Only the gifts keep the fragile peace. The Barre gift is calling animals. The women of Cordemant have the power of blinding, or making deaf, or taking away speech. The Rodds can send a spellknife into a man's heart. The Callems can move heavy things - even buildings, even hills. The Caspro gift is the worst and best of all: it is the gift of undoing: an insect, an animal, a place ...
Orrec and Gry are the heirs to Caspro and Barre. Gry's gift runs true, but she refuses to call animals for the hunt. Orrec too is a problem, for his gift of undoing is wild: he cannot control it - and that is the most dangerous gift of all ...
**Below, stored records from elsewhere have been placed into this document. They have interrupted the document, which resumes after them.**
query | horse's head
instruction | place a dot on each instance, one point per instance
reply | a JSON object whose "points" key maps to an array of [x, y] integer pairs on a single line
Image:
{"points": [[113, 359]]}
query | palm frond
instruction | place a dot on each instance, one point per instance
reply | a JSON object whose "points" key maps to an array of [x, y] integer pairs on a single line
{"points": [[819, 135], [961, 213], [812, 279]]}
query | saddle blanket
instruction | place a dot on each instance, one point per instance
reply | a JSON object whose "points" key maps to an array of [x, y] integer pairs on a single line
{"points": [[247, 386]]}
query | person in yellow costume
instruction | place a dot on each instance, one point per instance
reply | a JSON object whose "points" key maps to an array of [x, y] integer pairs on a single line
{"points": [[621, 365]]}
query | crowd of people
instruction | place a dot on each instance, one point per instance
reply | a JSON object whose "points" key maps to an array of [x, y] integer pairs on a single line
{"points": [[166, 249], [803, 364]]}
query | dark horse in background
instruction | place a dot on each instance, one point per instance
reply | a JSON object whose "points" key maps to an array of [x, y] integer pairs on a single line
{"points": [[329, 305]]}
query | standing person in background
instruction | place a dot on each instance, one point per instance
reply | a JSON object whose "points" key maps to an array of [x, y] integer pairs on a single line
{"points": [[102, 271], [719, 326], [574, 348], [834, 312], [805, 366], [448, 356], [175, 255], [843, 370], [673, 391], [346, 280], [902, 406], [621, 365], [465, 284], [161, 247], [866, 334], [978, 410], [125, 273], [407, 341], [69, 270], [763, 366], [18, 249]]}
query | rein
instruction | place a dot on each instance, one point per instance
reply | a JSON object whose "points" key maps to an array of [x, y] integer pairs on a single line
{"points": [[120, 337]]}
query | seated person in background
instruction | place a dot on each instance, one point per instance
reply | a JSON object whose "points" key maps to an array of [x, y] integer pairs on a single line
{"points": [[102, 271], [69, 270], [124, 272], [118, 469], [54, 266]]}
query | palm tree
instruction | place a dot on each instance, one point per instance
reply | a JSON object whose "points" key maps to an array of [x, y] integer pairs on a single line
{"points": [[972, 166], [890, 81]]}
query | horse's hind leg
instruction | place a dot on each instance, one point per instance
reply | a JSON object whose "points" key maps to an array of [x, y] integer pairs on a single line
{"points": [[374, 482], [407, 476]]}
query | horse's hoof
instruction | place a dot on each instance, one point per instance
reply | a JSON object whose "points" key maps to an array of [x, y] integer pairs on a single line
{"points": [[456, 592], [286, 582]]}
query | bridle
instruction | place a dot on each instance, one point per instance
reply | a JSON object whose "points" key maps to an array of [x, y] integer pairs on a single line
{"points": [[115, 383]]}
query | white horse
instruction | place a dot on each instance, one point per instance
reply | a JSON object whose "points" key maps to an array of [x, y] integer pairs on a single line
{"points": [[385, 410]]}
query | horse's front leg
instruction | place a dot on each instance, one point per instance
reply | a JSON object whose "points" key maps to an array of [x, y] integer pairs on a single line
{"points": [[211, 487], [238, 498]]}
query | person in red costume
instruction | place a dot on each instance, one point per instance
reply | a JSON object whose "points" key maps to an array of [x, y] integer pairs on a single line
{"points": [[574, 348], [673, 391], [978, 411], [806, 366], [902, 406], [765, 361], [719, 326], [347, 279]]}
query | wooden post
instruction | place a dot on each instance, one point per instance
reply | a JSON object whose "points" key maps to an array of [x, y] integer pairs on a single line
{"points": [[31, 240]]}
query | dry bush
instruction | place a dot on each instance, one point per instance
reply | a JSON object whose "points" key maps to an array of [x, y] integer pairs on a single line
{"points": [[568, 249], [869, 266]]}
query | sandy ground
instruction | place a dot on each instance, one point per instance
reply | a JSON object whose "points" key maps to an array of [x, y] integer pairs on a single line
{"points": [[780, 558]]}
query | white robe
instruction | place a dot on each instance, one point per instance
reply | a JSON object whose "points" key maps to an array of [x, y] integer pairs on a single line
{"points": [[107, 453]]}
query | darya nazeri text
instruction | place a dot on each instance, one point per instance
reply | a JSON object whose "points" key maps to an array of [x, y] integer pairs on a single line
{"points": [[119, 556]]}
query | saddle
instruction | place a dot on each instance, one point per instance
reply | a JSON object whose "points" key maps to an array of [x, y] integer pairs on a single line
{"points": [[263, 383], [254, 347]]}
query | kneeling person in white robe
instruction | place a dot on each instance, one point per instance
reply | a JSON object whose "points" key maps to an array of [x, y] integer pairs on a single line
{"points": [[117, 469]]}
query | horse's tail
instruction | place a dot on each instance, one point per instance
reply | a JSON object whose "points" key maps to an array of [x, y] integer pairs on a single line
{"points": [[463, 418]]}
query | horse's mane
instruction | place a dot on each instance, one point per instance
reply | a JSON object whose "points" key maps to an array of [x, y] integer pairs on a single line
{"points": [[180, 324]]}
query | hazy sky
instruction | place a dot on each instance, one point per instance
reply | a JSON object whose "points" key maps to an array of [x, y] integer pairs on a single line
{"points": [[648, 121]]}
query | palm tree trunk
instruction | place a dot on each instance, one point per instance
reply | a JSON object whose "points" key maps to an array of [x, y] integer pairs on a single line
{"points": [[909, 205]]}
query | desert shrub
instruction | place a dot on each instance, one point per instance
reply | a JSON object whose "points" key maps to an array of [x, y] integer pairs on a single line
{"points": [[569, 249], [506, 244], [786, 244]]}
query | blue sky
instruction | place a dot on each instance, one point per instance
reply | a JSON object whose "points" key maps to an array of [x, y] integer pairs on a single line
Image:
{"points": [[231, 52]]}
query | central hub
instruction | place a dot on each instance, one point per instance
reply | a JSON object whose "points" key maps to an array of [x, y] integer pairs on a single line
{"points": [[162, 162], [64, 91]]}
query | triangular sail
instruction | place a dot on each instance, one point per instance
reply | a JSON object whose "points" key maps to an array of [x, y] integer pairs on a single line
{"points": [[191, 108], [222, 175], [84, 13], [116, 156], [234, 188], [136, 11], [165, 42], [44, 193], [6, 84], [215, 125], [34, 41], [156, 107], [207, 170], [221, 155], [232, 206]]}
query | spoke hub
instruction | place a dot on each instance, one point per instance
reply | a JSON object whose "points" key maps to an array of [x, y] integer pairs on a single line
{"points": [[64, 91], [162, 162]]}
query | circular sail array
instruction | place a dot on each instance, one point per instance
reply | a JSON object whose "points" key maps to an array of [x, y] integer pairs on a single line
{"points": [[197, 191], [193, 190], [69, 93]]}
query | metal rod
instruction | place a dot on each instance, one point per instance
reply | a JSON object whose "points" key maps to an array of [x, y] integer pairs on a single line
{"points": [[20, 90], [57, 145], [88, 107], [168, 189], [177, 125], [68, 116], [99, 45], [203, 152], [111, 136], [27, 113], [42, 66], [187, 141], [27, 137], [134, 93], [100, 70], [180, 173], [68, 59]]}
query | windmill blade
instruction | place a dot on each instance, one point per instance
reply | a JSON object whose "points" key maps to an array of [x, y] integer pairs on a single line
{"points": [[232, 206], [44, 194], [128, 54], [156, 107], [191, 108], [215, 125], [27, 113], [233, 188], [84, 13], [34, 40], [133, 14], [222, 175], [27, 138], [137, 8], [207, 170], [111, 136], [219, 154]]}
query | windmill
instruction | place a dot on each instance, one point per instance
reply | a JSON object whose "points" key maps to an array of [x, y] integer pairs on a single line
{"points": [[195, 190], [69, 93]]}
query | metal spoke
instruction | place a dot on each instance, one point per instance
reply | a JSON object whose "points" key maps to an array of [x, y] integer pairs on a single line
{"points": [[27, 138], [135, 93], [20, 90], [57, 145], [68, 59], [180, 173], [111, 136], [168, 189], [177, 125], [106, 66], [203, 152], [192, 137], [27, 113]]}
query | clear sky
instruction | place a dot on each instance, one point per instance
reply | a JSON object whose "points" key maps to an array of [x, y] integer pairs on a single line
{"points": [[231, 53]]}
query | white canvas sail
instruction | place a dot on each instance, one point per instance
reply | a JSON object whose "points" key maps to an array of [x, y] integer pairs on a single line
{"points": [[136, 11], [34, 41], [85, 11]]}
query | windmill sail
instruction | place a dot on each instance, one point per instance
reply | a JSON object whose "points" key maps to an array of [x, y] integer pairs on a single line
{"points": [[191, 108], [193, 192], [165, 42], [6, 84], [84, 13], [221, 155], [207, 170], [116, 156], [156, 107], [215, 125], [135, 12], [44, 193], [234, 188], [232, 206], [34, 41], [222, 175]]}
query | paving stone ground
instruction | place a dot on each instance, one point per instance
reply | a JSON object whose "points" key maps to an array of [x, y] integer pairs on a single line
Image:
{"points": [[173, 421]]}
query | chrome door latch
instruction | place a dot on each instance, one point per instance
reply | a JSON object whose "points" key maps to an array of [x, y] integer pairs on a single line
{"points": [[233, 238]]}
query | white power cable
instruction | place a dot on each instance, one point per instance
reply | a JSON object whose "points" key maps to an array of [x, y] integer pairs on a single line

GIFTS is Ursula Le Guin at her best: an exciting, moving story beautifully told.
PUBLISHERS WEEKLY
Le Guin's (the Earthsea Cycle) fantasy, a brilliant exploration of the power and responsibility of gifts, begins as 16-year-old narrator Orrec reflects upon recent events. Emmon, a runaway Lowlander, comes to Caspromant, where Orrec's father is Brantor, or "master." Orrec and his childhood friend, Gry, from neighboring Roddmant, explain to Emmon the history of the Uplands, where various family lines live side by side, each of them with a hereditary "gift." Gry and her mother have the gift of calling animals to the hunt; for Orrec's family, the gift is "undoing" (which can cause instant death with just a glance). Orrec explains to Emmon that these act as defenses, "That's what the gifts are for, the powers so you can protect your domain and keep your lineage pure." The teen wears a blindfold because he believes his gift is "wild," that he could cause destruction unwittingly. Le Guin insightfully chronicles the hero's gradual awakening to the other consequences of gifts and the pressure on each generation to manifest them. "By not using my gift, by refusing it, not trusting it was I betraying it?" Orrec asks himself. Gry discovers she has the ability to train animals and refuses to use her "gift" to call them to the hunt; she wonders aloud to Orrec, "I wonder if all the gifts are backward.... They could have been healing, to begin with." And what of Orrec's mother's skill for storytelling, which she cultivated in her son? Should that be discounted because she is a Lowlander? As Le Guin poses these questions, she also explores universal coming-of-age themes, examining one's identity and falling in love. Emmon, as outsider, offers the protagonists another perspective and an alternative. This provocative novel may well prompt teens to examine their own talents, and to ask whether they simply accept those "gifts" assigned to them by others or whether the "gifts" are their true passions. Ages 12-up.